In my opinion, every law enforcement rifle should be equipped with a white light. I recently had an opportunity to meet some of the staff at Inforce, and the company’s new Weapon Mounted Light, or WML, is a low-profile, polymer weapon light that has several unique features that set it apart from other lights. A Picatinny rail clamp mount is integrated into the polymer body and does not require any tools. Powered by a single CR123 lithium battery, the WML produces 125 lumens on its high setting. A 30-lumen low setting and strobe are controlled by a programmable switch located on the rear of the light. My test unit was also IR capable with a lever switch selector. While not the brightest light on the market, the high setting is ample for target identification and engagements out to 50 yards or so.

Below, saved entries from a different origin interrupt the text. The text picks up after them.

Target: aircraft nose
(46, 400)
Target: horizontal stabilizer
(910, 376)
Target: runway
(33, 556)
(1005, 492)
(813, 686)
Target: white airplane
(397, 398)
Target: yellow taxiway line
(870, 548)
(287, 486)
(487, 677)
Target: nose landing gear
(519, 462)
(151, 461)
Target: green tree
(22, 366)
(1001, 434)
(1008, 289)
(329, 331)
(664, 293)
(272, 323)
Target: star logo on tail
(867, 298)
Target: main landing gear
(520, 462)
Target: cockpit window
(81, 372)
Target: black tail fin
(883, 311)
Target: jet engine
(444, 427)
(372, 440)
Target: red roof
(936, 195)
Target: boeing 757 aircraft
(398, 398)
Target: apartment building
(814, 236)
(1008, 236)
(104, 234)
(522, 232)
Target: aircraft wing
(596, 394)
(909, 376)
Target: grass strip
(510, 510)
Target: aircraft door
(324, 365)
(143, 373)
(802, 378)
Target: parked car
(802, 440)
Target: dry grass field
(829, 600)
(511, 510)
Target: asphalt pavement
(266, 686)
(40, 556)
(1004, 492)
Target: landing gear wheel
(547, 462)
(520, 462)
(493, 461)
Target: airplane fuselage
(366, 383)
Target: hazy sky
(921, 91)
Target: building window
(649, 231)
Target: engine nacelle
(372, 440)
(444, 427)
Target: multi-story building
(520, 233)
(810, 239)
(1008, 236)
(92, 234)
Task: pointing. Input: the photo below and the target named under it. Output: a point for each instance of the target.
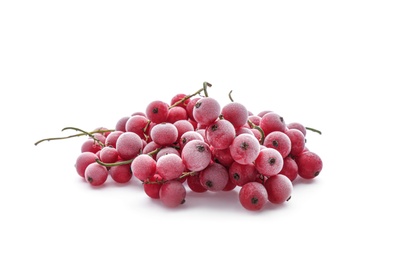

Finally, there is a safety lever that rotates to block the tail switch. The WML with the IR capability has a MSRP of an amazing $149.
I have owned and tested a number of SBRs with barrel lengths ranging from 7 to 14.5 inches. I have found that, while extremely compact, the 7-inch platform should be considered a special-purpose rifle where concealment is a priority. After running the Daniel Defense SSP during a number of range outings, I have come to the conclusion that it is the ideal length for a compact M4-style rifle. The 11.5-inch barrel offers a significant reduction in overall length without sacrificing reliability or terminal ballistic performance. Having the ability to use a suppressor without worrying about malfunctions is also a valuable bonus.
Daniel Defense offers a special pricing structure to law enforcement officers and agencies. As with my experience with other Daniel Defense rifles, the Special Services Package was reliable, accurate and typical of the company’s commitment to the end-user who goes into harm’s way.